FDA staff says Merck's sleep drug effective, questions dosage
WASHINGTON (Reuters) - Merck & Co's experimental insomnia drug suvorexant appears generally effective, according to reviewers at the U.S. Food and Drug Administration, but they questioned the company's proposed dosing levels.
The reviewers posted their comments on the FDA's website on Monday, two days ahead of a meeting of outside medical experts which will advise the agency on whether or not it should approve the drug. Merck's shares fell 1.1 percent to $45.49 in midday trading.
Suvorexant is the first in a new class of sleep medications that block chemicals in the brain called orexins that help keep people awake. Known as orexigen receptor antagonists, these drugs are designed both to help patients fall asleep and stay asleep.
Merck studied two different doses of the drug. In one trial, non-elderly patients received 40 milligrams while patients over the age of 65 received 30. In another, non-elderly patients were given 20 milligrams while elderly patients were given 15. A third study examined doses as low as 10 milligrams and as high as 80.
The reviewers said that while there appeared to be clear evidence that the drug was more effective than a placebo, there was little evidence to show that the higher doses are substantially superior to the 10-15 milligram doses and considerable evidence showing they were less safe.
"Suvorexant clearly causes dose related, next day effects, including sedation, which can be of significant concern," the reviewers said. "Perhaps most importantly, the results of a formal driving study demonstrate that suvorexant can cause significant impairment in driving the morning after dosing."
The reviewers said the data suggest that a low dose should be recommended, at least initially.
Peter Kellogg, Merck's chief financial officer, said he is not surprised by the FDA's review, given the agency's broader concerns about sleep drugs.
Speaking in a breakout session at the UBS Global Healthcare Conference in New York, Kellogg said it is "understandable" that the FDA has questions about dosage.
About 60 million prescriptions for sleeping pills were written in the United States in 2011, according to healthcare research firm I.M.S. Of those, roughly 40 million contained zolpidem, the active ingredient in Sanofi SA's Ambien.
In January, the FDA told drugmakers they should lower the recommended dose of zolpidem in women to 5 milligrams from 10 for immediate-release products such as Ambien, Edluar and Zolpimist, while doses for extended-release products should be lowered to 6.25 milligrams from 12.5.
The recommendation came in response to hundreds of reports of driving accidents involving people taking zolpidem.
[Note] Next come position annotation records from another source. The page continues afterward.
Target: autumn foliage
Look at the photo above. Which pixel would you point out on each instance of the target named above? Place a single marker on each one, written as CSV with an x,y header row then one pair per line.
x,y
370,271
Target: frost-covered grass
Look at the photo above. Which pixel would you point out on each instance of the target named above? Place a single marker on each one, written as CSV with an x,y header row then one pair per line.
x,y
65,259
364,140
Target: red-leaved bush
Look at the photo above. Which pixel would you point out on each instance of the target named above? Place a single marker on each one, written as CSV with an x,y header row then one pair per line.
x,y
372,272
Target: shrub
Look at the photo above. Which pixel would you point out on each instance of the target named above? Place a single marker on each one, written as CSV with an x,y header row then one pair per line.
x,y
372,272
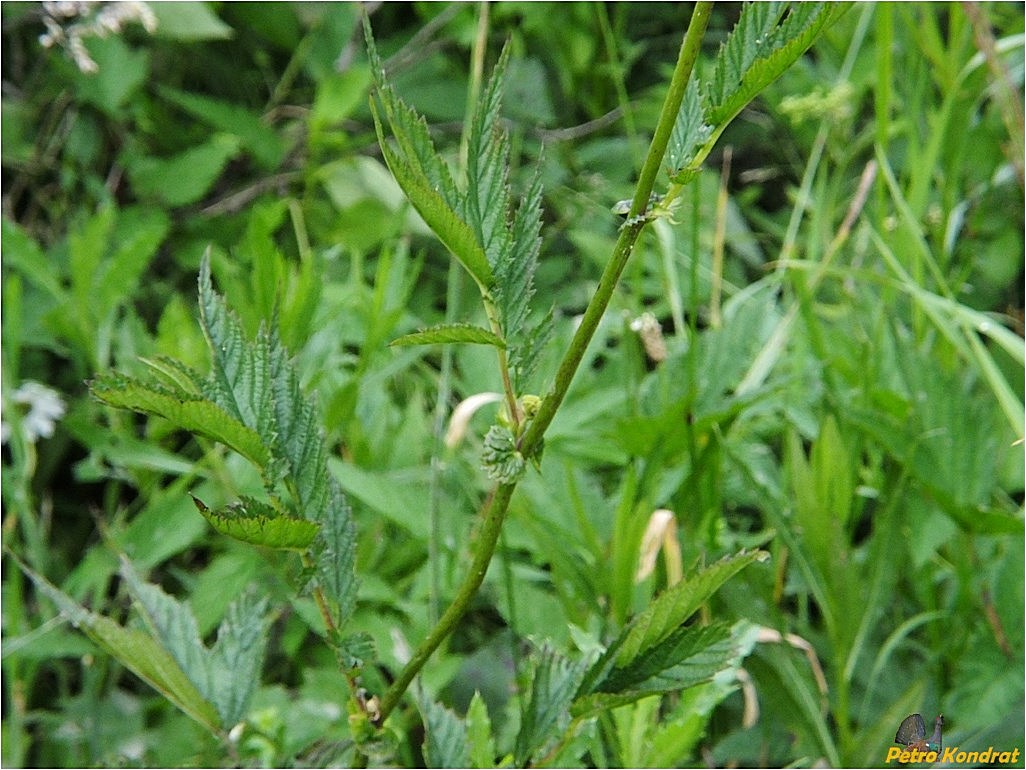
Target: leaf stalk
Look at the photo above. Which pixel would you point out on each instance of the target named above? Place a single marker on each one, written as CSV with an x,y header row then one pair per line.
x,y
496,508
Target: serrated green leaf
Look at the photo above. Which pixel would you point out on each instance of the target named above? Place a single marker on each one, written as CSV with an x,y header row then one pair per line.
x,y
237,657
487,200
239,380
172,623
686,657
758,51
480,744
184,178
136,651
555,681
227,674
688,135
266,145
444,736
189,22
677,604
176,375
452,231
259,524
334,554
447,333
183,410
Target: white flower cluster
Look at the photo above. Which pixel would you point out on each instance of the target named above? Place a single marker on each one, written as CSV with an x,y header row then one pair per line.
x,y
45,408
70,22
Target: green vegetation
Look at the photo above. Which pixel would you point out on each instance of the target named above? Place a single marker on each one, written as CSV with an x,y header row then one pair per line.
x,y
639,390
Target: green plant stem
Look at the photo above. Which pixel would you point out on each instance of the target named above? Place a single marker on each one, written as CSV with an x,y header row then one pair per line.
x,y
628,235
496,508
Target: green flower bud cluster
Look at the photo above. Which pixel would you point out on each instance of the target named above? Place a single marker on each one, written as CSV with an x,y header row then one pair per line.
x,y
501,458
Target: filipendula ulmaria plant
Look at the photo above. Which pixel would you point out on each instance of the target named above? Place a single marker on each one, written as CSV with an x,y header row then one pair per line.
x,y
250,401
655,653
497,241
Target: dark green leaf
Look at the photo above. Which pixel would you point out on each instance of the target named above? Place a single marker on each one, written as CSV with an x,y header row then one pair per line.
x,y
444,736
184,178
555,681
446,333
136,651
259,524
236,659
183,410
677,604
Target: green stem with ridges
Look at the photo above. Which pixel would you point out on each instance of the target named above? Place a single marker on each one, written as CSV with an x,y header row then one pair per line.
x,y
496,508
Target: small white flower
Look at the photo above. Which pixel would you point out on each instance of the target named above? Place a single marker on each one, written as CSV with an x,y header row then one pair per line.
x,y
45,408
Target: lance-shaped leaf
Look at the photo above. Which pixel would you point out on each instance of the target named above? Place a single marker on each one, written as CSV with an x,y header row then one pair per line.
x,y
444,736
760,48
687,138
422,175
486,203
186,411
677,604
446,333
238,381
137,651
259,524
687,657
451,230
553,686
237,657
225,675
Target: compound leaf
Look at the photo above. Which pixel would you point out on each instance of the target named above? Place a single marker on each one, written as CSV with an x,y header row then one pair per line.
x,y
135,650
676,604
259,524
553,686
446,333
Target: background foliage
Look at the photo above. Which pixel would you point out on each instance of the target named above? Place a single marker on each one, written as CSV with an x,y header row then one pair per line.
x,y
874,374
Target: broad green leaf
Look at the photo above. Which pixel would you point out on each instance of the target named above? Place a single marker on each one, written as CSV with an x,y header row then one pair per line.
x,y
444,736
172,623
758,51
136,651
480,744
183,410
259,524
423,176
677,604
189,22
184,178
227,674
258,380
452,231
553,685
686,657
446,333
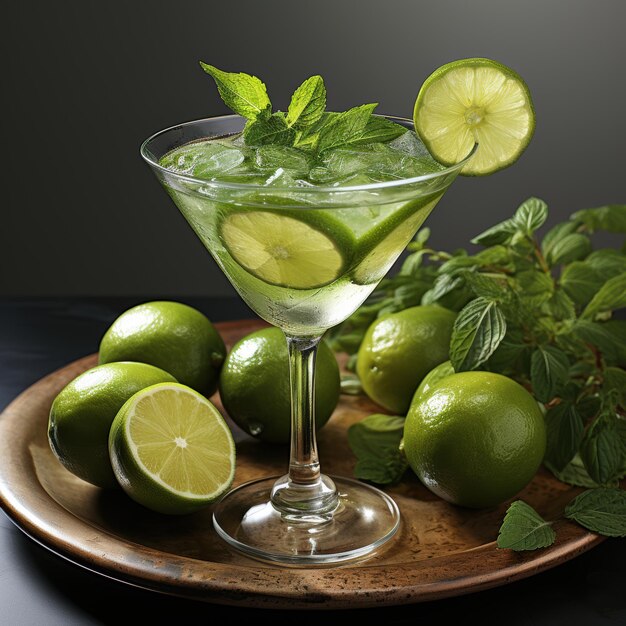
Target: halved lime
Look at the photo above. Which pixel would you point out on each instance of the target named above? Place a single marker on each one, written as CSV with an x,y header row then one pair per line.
x,y
475,101
379,248
296,249
171,449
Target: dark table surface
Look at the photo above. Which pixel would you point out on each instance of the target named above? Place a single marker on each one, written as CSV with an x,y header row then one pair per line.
x,y
38,336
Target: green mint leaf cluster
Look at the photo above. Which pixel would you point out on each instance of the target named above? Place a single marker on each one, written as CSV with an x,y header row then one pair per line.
x,y
306,125
524,529
376,442
541,309
600,510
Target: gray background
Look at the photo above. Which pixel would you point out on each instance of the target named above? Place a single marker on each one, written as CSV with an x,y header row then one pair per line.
x,y
85,82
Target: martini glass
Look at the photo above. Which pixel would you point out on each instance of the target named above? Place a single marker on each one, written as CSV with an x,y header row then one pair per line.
x,y
303,258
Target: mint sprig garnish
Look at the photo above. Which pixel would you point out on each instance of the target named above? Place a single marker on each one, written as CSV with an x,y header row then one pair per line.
x,y
306,125
544,311
524,529
242,93
308,104
375,441
601,510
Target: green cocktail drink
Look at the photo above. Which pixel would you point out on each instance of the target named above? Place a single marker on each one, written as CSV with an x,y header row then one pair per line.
x,y
305,242
305,212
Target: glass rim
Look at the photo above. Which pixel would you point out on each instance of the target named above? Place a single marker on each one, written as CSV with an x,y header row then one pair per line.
x,y
217,184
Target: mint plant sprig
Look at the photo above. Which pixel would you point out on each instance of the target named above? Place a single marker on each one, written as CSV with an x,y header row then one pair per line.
x,y
306,124
541,310
600,510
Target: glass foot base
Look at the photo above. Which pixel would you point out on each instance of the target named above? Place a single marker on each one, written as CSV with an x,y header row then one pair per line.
x,y
365,519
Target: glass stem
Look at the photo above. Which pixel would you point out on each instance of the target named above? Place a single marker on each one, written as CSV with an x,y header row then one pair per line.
x,y
304,493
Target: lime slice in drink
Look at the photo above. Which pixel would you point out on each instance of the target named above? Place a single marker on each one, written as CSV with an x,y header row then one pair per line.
x,y
300,250
379,248
475,101
171,449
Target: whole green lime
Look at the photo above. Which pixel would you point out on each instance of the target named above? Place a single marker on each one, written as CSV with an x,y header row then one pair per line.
x,y
475,439
399,349
433,377
254,385
170,335
83,411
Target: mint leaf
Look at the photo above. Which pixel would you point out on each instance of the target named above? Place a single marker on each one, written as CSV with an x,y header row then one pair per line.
x,y
244,94
380,130
549,368
564,431
615,384
501,233
375,441
308,103
607,262
509,350
581,282
344,128
485,285
611,218
536,287
600,510
531,215
478,329
524,529
555,235
574,473
273,130
561,306
443,285
574,247
611,296
602,451
601,336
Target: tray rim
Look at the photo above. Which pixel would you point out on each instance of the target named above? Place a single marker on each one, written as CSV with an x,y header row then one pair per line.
x,y
93,548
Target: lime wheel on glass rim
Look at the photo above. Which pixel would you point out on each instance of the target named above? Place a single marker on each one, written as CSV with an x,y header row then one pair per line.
x,y
473,101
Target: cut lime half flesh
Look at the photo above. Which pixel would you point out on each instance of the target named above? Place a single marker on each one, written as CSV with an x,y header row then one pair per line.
x,y
475,101
171,449
298,250
380,248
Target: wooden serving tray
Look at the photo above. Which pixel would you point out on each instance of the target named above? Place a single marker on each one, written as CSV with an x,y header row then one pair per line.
x,y
440,550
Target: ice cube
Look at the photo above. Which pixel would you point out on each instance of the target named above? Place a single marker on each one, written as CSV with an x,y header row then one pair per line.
x,y
320,175
344,162
409,143
216,159
281,178
273,157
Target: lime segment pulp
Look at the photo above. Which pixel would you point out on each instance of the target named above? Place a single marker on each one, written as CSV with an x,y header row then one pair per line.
x,y
171,449
286,250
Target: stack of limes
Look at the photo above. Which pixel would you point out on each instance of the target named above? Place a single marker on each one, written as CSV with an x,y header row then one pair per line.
x,y
129,421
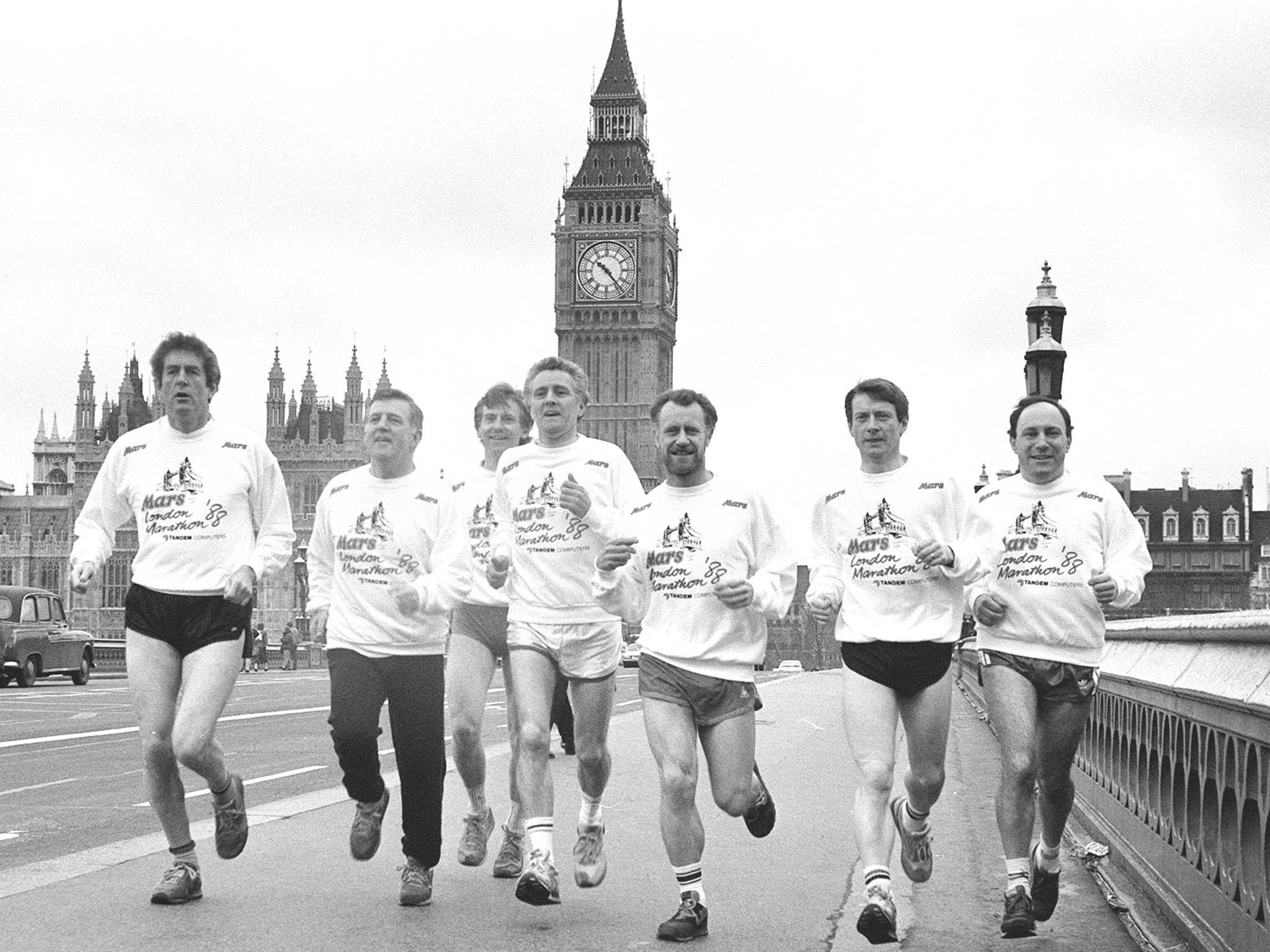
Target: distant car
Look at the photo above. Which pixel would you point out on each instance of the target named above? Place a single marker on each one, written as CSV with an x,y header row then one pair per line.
x,y
37,640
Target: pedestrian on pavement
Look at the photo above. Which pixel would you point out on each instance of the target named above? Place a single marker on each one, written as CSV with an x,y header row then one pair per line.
x,y
557,501
1057,549
197,487
262,649
287,644
248,650
478,631
385,568
704,566
889,573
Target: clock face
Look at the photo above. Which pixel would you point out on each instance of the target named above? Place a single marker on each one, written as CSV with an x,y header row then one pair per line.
x,y
670,280
606,271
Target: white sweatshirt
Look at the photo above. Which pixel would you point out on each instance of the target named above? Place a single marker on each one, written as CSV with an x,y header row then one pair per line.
x,y
863,535
474,505
370,534
206,505
1039,545
553,551
690,540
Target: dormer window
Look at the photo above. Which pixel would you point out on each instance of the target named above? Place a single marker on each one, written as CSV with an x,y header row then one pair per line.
x,y
1231,524
1143,518
1199,526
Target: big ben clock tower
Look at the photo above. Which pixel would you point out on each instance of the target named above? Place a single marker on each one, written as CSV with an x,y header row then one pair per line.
x,y
618,268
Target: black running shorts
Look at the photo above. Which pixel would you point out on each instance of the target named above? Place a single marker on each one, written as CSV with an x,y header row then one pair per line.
x,y
186,622
905,667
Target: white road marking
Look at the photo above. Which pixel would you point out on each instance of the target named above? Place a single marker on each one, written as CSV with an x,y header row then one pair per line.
x,y
206,791
36,786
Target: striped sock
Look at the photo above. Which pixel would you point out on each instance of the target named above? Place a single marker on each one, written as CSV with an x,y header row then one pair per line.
x,y
1016,875
913,821
877,876
591,814
184,855
690,881
1048,858
540,831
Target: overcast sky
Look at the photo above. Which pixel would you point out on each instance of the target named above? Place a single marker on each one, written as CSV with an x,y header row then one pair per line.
x,y
861,190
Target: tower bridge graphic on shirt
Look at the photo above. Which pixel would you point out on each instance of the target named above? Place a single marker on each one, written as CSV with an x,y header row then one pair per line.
x,y
883,522
374,523
1036,523
183,478
543,493
483,513
681,536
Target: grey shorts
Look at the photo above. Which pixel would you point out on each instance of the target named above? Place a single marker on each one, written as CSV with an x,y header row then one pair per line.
x,y
482,624
580,651
711,700
1055,682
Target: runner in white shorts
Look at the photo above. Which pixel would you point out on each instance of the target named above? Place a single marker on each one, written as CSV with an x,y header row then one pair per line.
x,y
704,566
478,639
557,503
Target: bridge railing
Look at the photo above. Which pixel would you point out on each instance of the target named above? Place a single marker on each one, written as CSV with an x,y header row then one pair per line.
x,y
1174,770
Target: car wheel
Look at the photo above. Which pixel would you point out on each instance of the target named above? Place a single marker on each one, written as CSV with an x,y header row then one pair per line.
x,y
29,673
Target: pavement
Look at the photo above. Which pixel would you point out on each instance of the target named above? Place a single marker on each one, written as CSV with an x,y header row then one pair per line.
x,y
295,886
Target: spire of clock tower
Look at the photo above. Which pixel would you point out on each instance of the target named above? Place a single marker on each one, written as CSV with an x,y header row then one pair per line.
x,y
618,267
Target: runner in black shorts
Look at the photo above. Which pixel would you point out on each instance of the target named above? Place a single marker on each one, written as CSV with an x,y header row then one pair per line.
x,y
1059,547
704,566
887,573
478,640
215,519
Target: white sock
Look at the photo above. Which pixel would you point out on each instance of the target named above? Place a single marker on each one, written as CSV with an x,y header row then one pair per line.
x,y
591,814
540,831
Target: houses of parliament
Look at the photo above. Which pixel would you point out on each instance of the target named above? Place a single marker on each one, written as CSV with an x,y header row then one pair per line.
x,y
616,301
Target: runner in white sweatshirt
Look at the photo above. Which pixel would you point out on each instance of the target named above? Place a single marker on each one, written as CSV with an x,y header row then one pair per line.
x,y
1055,549
478,630
196,489
704,566
557,503
386,564
888,568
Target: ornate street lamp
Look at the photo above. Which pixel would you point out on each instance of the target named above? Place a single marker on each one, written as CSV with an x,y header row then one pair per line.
x,y
301,568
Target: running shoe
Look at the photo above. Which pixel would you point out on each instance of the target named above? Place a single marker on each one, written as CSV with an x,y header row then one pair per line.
x,y
1019,920
415,884
590,862
690,922
231,826
1044,886
511,857
761,815
179,884
915,848
473,844
363,839
877,920
540,884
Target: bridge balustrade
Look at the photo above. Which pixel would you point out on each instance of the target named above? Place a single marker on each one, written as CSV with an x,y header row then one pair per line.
x,y
1175,770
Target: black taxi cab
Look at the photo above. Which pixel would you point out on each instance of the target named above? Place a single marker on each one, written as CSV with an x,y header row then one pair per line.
x,y
37,640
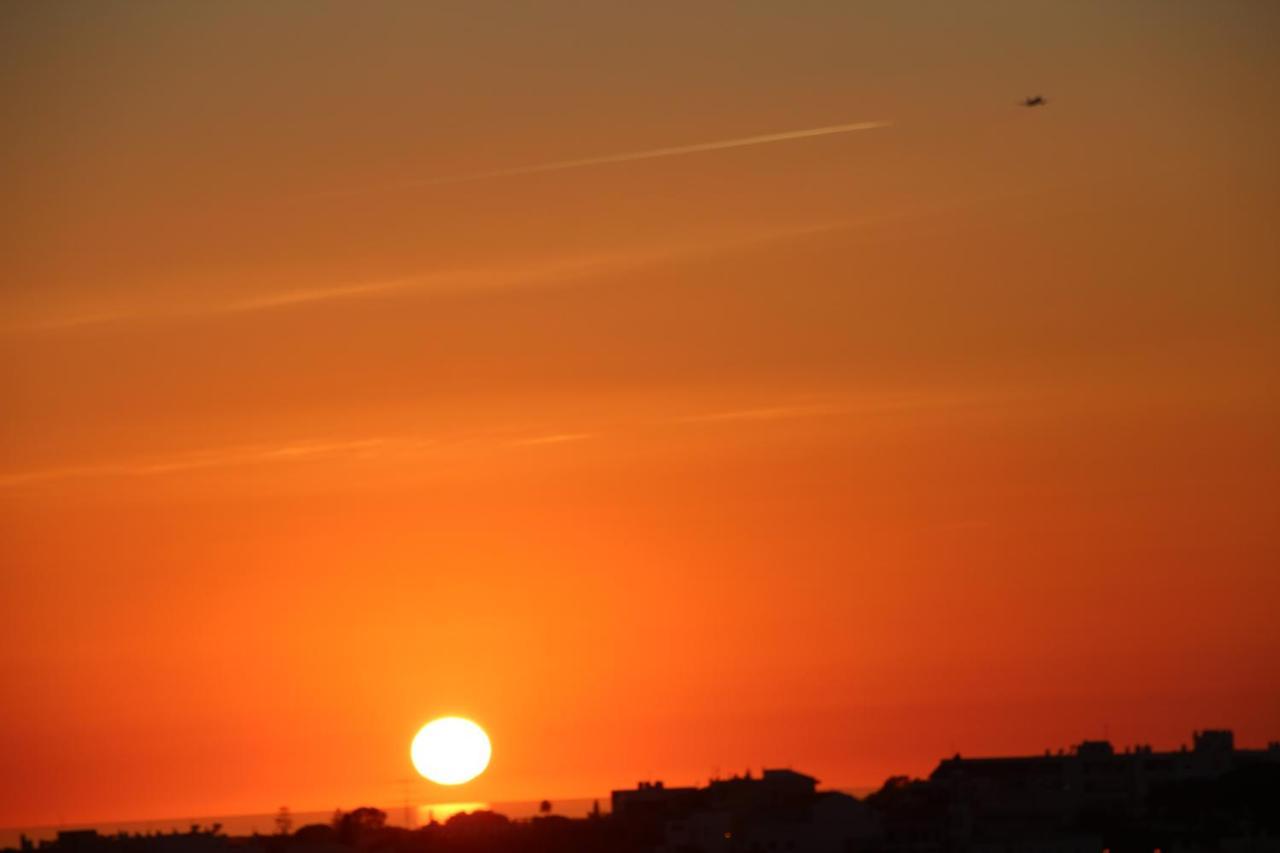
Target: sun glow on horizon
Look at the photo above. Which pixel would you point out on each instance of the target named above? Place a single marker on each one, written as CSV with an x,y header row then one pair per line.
x,y
451,751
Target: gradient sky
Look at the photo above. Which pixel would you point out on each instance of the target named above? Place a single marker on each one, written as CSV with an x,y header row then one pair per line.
x,y
842,452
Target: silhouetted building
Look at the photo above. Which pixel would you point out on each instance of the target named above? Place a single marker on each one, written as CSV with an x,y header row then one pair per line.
x,y
1091,781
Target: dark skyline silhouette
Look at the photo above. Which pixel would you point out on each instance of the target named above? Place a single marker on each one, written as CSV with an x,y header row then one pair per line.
x,y
1091,798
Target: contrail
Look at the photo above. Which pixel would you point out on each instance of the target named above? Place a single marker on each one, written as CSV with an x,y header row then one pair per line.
x,y
629,156
671,151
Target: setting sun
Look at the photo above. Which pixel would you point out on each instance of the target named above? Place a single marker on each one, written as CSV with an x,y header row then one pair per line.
x,y
451,751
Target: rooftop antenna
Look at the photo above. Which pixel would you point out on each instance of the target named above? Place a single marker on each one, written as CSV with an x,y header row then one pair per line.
x,y
410,817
The drug typically stays in women's bodies longer than in men's. The FDA said that for men, healthcare providers should consider prescribing lower doses.
In the case of Merck's drug, even the 15 mg dose -- the lowest proposed for marketing by Merck -- may be too high for certain populations such as obese women, the reviewers noted.
"If a dosage strength lower than 15 mg is unavailable, we would need to consider if the drug could be marketed safely at all," they said.
They also noted that suvorexant seems to increase the risk of suicidal thoughts and behavior in a dose-related fashion, and they said it seems to be associated with certain elements of a "Narcolepsy-like syndrome."
Narcolepsy is a disorder that causes periods of extreme daytime sleepiness. It may also cause cataplexy, in which a patient may experience muscle weakness, sometimes precipitated by strong emotions.
Merck asked an external committee to review reports and suspected reports of cataplexy. The committee reviewed 45 cases of suspected cataplexy and determined that none could be defined as cataplexy. The FDA reviewers said, however, that their own review suggests that at least one, and perhaps several more of those cases could reasonably have been cases of actual cataplexy.
"The documents are tough, in our opinion," said Mark Schoenebaum, an analyst at ISI Group. "The high dose is deemed unsafe, and the FDA wonders if there is enough data at the safer low dose to draw firm safety conclusions."
If the FDA were to require the company to run an additional low-dose trial, it would take about a year, giving Merck the ability to refile its application in about 18 months.
Given the safety questions raised by the reviewers, "we expect a contentious panel discussion," said Seamus Fernandez, an analyst at Leerink Swann.
While analysts do not expect suvorexant to take a major share of the market for sleeping pills, many of which are now generic, it is expected, if approved, to generate sales of $521 million by 2017 according to an average estimate of 7 analysts polled by Thomson Reuters.